Deficits in the P50 and N100 components of the AEPs are well established in patients with schizophrenia (Bodatsch et al., 2015, Brockhaus-Dumke et al., 2008, Rosburg et al., 2008, Turetsky et al., 2008). Schizophrenia patients show a significant diminution in the amplitude of N100, especially for long ISIs (> 1 s) (Rosburg et al., 2008, Shelley et al., 1999). Two recent studies using an auditory oddball paradigm demonstrated that psychotic disorder patients show impairments in response to standard/frequent stimuli in both P50 and N100 (Geiser et al., 2017), as well as the alpha-frequency range, the latter of which is thought to reflect deficient thalamo-cortical connectivity (Lee et al., 2017). The low-level AEP deficit observed by Geiser et al. resulted from weaker responses within the left temporo-parietal lobe and it was correlated with peripheral measures of GSH levels, specifically the ratio of glutathione peroxidase and glutathione reductase activities (GPx/GR) which correlates negatively with brain GSH levels in early psychosis patients (Xin et al., 2016). This AEP deficit in response to standard stimuli within the oddball sequence points to impaired input to auditory cortex (Lee et al., 2017). Previous studies have shown that the responses to standard sounds within oddball ERP tasks are impaired not only in chronic schizophrenia, but also in first–episode schizophrenia patients and clinical high-risk individuals (Salisbury et al., 2010, del Re et al., 2015). In addition, Foxe et al. (2011) demonstrated a significant amplitude reduction of the N100 in clinically unaffected first-degree relatives and highlighted the importance of the use of high numbers of trials for the reliable quantification of the evoked responses of interest.

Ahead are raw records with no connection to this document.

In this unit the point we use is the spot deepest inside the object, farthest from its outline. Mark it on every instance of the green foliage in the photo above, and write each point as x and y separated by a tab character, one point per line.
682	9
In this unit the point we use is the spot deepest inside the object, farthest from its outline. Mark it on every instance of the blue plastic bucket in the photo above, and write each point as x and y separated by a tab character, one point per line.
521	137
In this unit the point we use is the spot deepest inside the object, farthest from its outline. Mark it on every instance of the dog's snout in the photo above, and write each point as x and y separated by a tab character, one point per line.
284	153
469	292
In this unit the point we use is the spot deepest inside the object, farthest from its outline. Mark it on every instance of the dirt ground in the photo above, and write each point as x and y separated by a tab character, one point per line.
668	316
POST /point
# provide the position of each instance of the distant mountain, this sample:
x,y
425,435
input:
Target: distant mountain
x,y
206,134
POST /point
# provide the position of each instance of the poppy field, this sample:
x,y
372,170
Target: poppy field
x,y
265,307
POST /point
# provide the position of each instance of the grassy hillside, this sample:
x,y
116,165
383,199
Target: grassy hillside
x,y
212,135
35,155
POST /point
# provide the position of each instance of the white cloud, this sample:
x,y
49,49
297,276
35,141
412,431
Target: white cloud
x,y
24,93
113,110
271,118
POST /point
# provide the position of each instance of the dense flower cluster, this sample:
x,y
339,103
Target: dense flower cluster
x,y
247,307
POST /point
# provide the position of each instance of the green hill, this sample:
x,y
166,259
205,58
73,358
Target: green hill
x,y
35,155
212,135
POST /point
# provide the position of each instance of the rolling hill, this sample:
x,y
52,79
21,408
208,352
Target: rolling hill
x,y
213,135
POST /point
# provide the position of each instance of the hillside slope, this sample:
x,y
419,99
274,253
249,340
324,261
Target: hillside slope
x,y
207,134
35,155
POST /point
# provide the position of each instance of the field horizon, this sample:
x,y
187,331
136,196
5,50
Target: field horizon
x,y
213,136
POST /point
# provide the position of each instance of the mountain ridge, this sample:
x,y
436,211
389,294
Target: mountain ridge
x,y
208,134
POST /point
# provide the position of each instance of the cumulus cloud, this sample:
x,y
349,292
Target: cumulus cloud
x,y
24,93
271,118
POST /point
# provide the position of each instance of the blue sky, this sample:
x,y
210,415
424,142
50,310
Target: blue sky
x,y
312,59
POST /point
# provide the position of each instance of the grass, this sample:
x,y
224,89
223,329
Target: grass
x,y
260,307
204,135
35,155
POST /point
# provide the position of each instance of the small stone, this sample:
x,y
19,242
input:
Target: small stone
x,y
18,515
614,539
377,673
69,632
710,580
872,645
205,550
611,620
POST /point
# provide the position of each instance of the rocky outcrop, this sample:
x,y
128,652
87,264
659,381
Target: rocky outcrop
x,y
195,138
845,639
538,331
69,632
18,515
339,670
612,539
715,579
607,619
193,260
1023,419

In the present study, we investigated if the effect of NAC on MMN responses also applies to low-level auditory deficits in psychosis, specifically to the reduced N100 response to standard sounds. Additionally, as the group of patients that participated in this study was in the early stages of the disease, we assessed whether the efficacy of NAC can extend to early psychosis (EP). We show for the first time, that NAC administration results in improved low-level auditory processing.